The front of the dog will go down first, and you might get a playbow, just don't give the treat (or click) until the backend starts to go down and is committed to going all the way down. You want to reward while going down, because you want the dog to remember how it got into that position.

To make it extra fun, see if you can get the dog to lie down like that and get back up in the stand without moving its paws



LazyGRanch713 said:


> I've read (not personally witnessed) that some dogs need "muscle memory" to sit straight where others do it naturally. I've got poor posture myself, so for me to sit or stand properly is something I have to constantly be aware of and remind myself to do. Other people have good posture and never give it a second thought. When I was learning how to execute a front cross in agility, it took many many many repetitions for it to flow naturally without me even thinking about it. But it was a long time before I go that point, so probably continuing to reward for tucked sits will be your best bet


I know what you're saying, my other dog has a beautiful sit, all square and nice, and she even tucks forward into her sits naturally, I never taught her to do that


----------



## Shandwill (Jul 23, 2010)

I tried luring, and it worked for a second, then she flopped over.  We'll keep working on it! I tend to think that her size and puppy-goofiness makes some things a little more difficult for her, but she'll get it eventually.



lil_fuzzy said:


> To make it extra fun, see if you can get the dog to lie down like that and get back up in the stand without moving its paws


This is my ultimate goal...sounds like LOADS of fun. Ugh. Thanks!


----------



## A&B (Mar 26, 2011)

Have you done any training in 'drive'? Worked beautifully for Batty for both a sloppy sit & drop/down. 

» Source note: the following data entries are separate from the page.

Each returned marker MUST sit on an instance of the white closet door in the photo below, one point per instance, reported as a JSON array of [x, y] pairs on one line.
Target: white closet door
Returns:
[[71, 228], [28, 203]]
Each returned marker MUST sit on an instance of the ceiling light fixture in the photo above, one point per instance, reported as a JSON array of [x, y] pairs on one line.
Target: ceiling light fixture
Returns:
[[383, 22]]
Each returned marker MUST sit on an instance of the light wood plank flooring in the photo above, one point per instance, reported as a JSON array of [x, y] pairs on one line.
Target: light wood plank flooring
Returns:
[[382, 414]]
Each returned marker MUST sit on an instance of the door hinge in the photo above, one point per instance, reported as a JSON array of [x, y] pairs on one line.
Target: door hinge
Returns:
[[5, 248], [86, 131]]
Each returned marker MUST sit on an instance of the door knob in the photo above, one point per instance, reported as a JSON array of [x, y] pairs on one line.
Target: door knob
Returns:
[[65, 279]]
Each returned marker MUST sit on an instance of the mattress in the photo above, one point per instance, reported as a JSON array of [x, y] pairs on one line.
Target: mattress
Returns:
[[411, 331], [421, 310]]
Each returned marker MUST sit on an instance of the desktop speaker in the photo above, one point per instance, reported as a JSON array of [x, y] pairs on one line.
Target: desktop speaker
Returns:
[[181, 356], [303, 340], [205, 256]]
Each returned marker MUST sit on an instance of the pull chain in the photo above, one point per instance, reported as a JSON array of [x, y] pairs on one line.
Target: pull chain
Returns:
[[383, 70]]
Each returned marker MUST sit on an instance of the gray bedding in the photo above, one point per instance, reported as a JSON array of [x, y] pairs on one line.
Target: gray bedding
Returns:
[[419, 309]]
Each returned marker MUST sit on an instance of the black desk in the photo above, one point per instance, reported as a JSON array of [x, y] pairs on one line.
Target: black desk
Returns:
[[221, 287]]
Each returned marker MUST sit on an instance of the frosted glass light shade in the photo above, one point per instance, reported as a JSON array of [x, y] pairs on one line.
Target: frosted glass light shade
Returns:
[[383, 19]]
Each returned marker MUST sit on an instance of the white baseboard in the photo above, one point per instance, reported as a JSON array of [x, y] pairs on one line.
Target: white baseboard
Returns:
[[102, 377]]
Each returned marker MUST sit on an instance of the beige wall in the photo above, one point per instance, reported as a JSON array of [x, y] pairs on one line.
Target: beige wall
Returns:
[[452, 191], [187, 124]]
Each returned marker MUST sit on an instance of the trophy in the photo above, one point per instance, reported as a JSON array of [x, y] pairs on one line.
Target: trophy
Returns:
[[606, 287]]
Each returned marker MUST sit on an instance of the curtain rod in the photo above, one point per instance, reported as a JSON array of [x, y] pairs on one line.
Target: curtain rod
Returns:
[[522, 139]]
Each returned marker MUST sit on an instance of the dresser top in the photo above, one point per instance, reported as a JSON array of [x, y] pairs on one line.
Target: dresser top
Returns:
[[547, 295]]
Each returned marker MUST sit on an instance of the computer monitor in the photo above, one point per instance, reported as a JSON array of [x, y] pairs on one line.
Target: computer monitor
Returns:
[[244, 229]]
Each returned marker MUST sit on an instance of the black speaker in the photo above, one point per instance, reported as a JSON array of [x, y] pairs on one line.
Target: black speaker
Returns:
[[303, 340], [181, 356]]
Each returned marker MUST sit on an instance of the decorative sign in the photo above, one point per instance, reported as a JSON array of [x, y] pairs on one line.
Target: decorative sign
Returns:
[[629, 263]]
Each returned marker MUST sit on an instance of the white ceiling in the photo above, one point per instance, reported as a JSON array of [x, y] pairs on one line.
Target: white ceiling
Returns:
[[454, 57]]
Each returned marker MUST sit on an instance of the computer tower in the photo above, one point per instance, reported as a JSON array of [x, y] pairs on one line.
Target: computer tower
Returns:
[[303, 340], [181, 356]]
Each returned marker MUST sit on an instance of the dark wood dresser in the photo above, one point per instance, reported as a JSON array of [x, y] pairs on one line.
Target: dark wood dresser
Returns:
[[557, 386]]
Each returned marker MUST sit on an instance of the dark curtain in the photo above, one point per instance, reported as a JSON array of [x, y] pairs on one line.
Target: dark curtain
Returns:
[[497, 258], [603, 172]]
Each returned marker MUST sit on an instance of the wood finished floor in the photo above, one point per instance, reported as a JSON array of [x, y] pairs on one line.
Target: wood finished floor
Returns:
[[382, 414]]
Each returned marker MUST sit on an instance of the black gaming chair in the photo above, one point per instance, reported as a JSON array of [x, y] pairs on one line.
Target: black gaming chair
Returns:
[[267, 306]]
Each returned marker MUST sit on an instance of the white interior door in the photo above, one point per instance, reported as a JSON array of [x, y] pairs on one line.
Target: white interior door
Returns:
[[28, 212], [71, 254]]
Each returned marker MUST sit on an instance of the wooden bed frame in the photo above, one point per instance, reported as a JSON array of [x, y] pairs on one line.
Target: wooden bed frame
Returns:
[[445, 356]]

He will literally throw his body down for a drop, squared, even and ready for the next command, and every sit is straight, poised and ready to go. 

Alternatively, I only ever reward proper sits. I don't bother to lure to the correct position, just give a NRM, move away a bit and try again for a better one. 

So it goes "Batty, Sit", he sits but is slumped onto one side. "Uh-uh, Batty, Come" we move away from where we were (so he has to get up) then "Sit" he sits properly, "YES, Good Boy, Well Done" give treat. It took three days with about 4 sessions per day before he had it down pat. Now every sit is picture perfect lol.

I use the clicker, a conditioned reinforcer and a release command. Ie: Yes and the treat does not mean that Batty can get up and walk around, he gets "free" as a release command. This way just because he's been praised he believes it's in his best interest to stay where he is, in that position as it does lead to more treats!


----------



## LazyGRanch713 (Jul 22, 2009)

A&B said:


> *Have you done any training in 'drive'? Worked beautifully for Batty for both a sloppy sit & drop/down.
> 
> He will literally throw his body down for a drop, squared, even and ready for the next command, and every sit is straight, poised and ready to go. *
> 
> ...


That's how I got a sphynx down with my GSD. We would get going with the flirt pole (his absolute favorite toy), and play "red light green light." Free to run, chase, etc, then I'd put the pole straight in the air and give him the "down" signal. He learned the faster he hit down, the faster he'd be released, so he'd slam into a down, fold-back style (front end down first). 
I know someone who taught her dogs that a simple "down" means sphynx down. When the dog is going to be there for awhile, she says "on your hip". They roll onto their hip and are allowed to get more comfortable. (If only I had that ambition). xD


----------



## lil_fuzzy (Aug 16, 2010)

Yep, he does perfect sits in drive, but again, as soon as he sits for more than two seconds he relaxes and rolls back. He always starts off sitting properly, and then always rolls back.


----------